Member of Technical Staff — RL Research

Nuance Labs•Seattle, WA

5d•$300,000 - $400,000•Onsite

About The Position

Nuance Labs is seeking a deeply technical Member of Technical Staff to own Reinforcement Learning (RL) and post-training for large-scale omni models. This role involves understanding modern post-training methods, building the necessary infrastructure for large-scale execution, and contributing to RL method development, rollout generation, reward modeling, policy optimization, evaluation, data feedback loops, serving, observability, and distributed execution. The successful candidate will build Nuance’s RL/post-training stack from the ground up and scale it significantly, translating research ideas into reliable training systems. The work extends beyond text to encompass audio, video, language, and real-time full-duplex interaction, focusing on improving interactive behavior, timing, interruption, emotional response, audiovisual coherence, and real-time conversational quality.
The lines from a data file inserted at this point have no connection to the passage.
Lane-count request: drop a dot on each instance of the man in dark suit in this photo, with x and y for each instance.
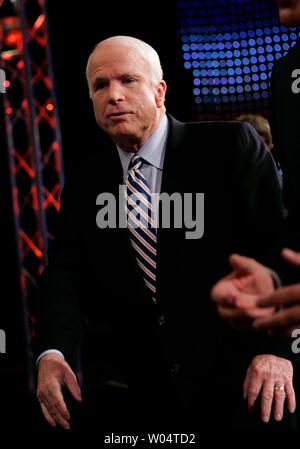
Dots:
(284, 114)
(168, 344)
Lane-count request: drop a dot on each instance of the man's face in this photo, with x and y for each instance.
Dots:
(127, 104)
(289, 12)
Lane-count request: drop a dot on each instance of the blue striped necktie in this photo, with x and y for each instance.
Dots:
(140, 222)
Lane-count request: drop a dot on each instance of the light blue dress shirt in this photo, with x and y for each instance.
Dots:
(153, 153)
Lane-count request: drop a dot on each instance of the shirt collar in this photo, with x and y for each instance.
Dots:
(152, 151)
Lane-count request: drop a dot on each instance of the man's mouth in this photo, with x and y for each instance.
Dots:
(118, 114)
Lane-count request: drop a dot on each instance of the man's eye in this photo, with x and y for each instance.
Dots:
(100, 85)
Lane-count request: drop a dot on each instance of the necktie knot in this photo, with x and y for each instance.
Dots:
(135, 163)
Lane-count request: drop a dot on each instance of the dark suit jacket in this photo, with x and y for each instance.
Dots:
(92, 273)
(284, 120)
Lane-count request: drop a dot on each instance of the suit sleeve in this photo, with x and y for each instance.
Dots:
(58, 318)
(264, 215)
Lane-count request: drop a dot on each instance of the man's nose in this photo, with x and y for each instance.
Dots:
(116, 93)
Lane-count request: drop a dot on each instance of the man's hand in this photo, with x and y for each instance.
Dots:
(237, 294)
(272, 377)
(286, 319)
(53, 373)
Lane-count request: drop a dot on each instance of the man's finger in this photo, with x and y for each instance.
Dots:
(267, 395)
(47, 415)
(255, 386)
(282, 296)
(243, 265)
(282, 319)
(290, 396)
(278, 402)
(246, 383)
(291, 256)
(71, 383)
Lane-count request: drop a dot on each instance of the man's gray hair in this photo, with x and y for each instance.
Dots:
(145, 49)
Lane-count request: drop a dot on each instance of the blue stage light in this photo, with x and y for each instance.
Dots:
(231, 46)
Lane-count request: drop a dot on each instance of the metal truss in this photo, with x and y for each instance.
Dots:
(33, 138)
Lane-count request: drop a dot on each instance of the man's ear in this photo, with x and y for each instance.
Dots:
(161, 93)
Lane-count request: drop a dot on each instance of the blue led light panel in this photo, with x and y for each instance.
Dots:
(230, 47)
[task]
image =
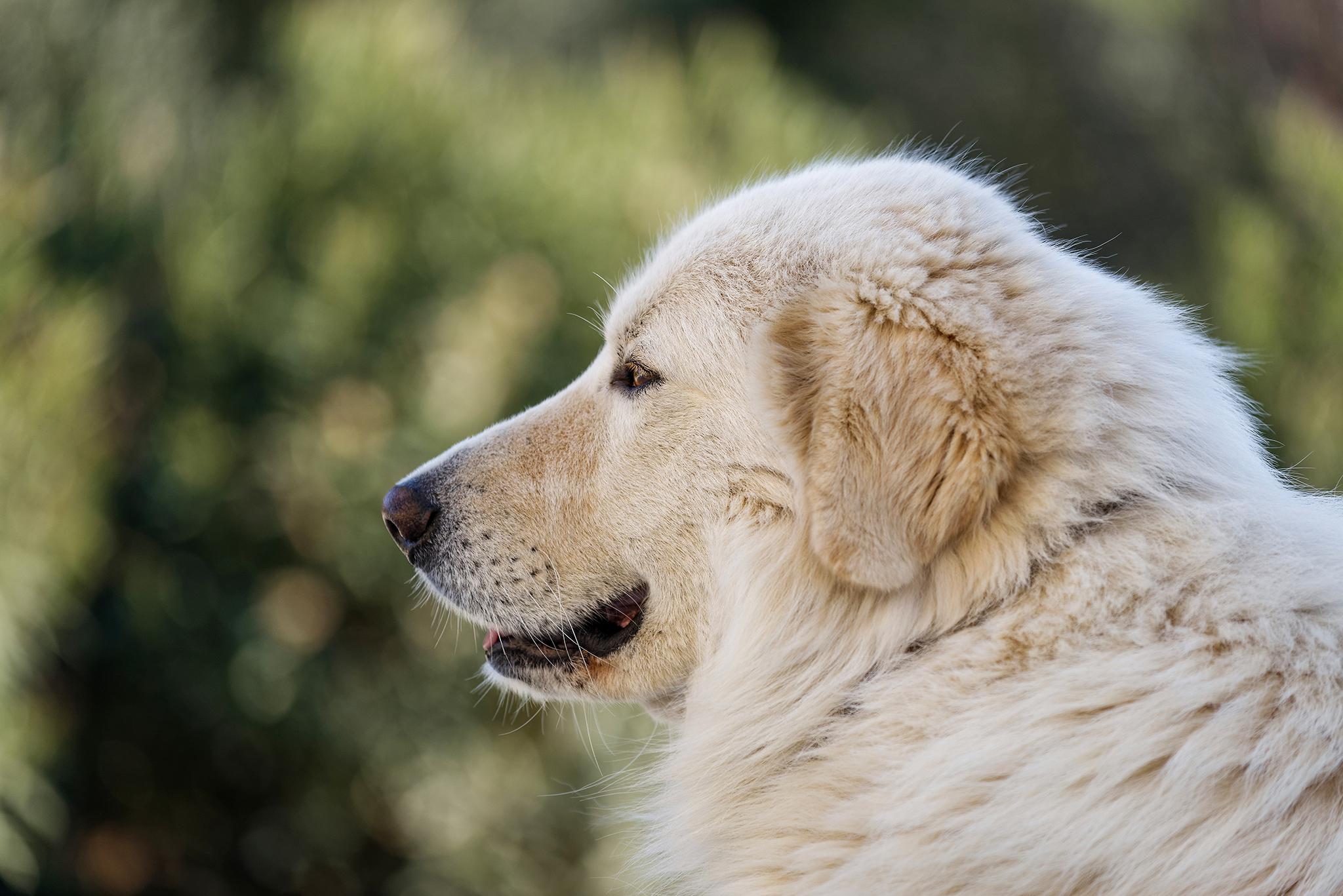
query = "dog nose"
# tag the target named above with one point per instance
(407, 513)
This is a high-ownership role with direct impact on model improvement post-pretraining.

Requirements

Hands-on experience with RL, RLHF, RLAIF, post-training, alignment, or large-scale fine-tuning for modern foundation models.
Strong understanding of RL/post-training methods: policy optimization, reward modeling, preference optimization, rejection sampling, KL control, evaluation, and data feedback loops.
Ability to reason about model behavior and training dynamics: reward hacking, unstable rewards, distribution shift, stale policies, mode collapse, over-optimization, noisy preferences, and evaluation mismatch.
Practical experience building or operating RL/post-training pipelines with frameworks such as verl, ms-swift, OpenRLHF, or equivalent internal systems, including integration with rollout serving systems such as vLLM.
Experience with large-scale training or inference systems, including rollout generation, model serving, batching, queueing, GPU utilization, checkpointing, and debugging.
Understanding of omni post-training for real-time audio-video-language interaction: temporal alignment, interruption, emotional response, and multimodal evaluation.
Strong software engineering fundamentals, curiosity, and adaptability to new RL algorithms, model architectures, serving systems, evaluation methods, and research ideas.

Nice To Haves

Prior 0→1 experience building post-training systems, RL pipelines, agent training systems, evaluation platforms, or large-scale model improvement loops.
Experience with PPO, GRPO, DPO, online RL, RLHF/RLAIF, reward modeling, preference data, synthetic data generation, or model-based data improvement.
Experience with omni or multimodal post-training for audio-video-language models, especially long-context or real-time interactive systems.
Experience scaling mixed training/inference workloads across large GPU clusters.
Experience with adjacent areas such as distributed pretraining, data infrastructure, inference serving, simulation, human/AI feedback collection, or evaluation infrastructure.
Publications or substantial open-source contributions in RL, post-training, alignment, evaluation, ML systems, or model behavior.

Responsibilities

Build Nuance’s RL/post-training stack from 0→1: rollout generation, policy optimization, reward/reference model serving, data feedback loops, evaluation, checkpointing, observability, and debugging.
Develop and scale post-training methods such as PPO, GRPO, DPO, rejection sampling, RLHF/RLAIF, online RL, and model-based data improvement.
Design the systems abstractions that connect research ideas to production-scale RL runs: trainers, rollout workers, reward models, evaluators, data queues, experience buffers, and checkpoint promotion.
Build evaluation and feedback loops for omni behavior: turn-taking, interruption, timing, emotional response, audiovisual coherence, instruction following, and real-time interaction quality.
Optimize the end-to-end post-training loop across rollout throughput, serving latency, GPU utilization, policy update efficiency, queueing, checkpoint overhead, and research iteration speed.
Evolve the platform as algorithms, model architectures, reward definitions, data sources, and evaluation methods change.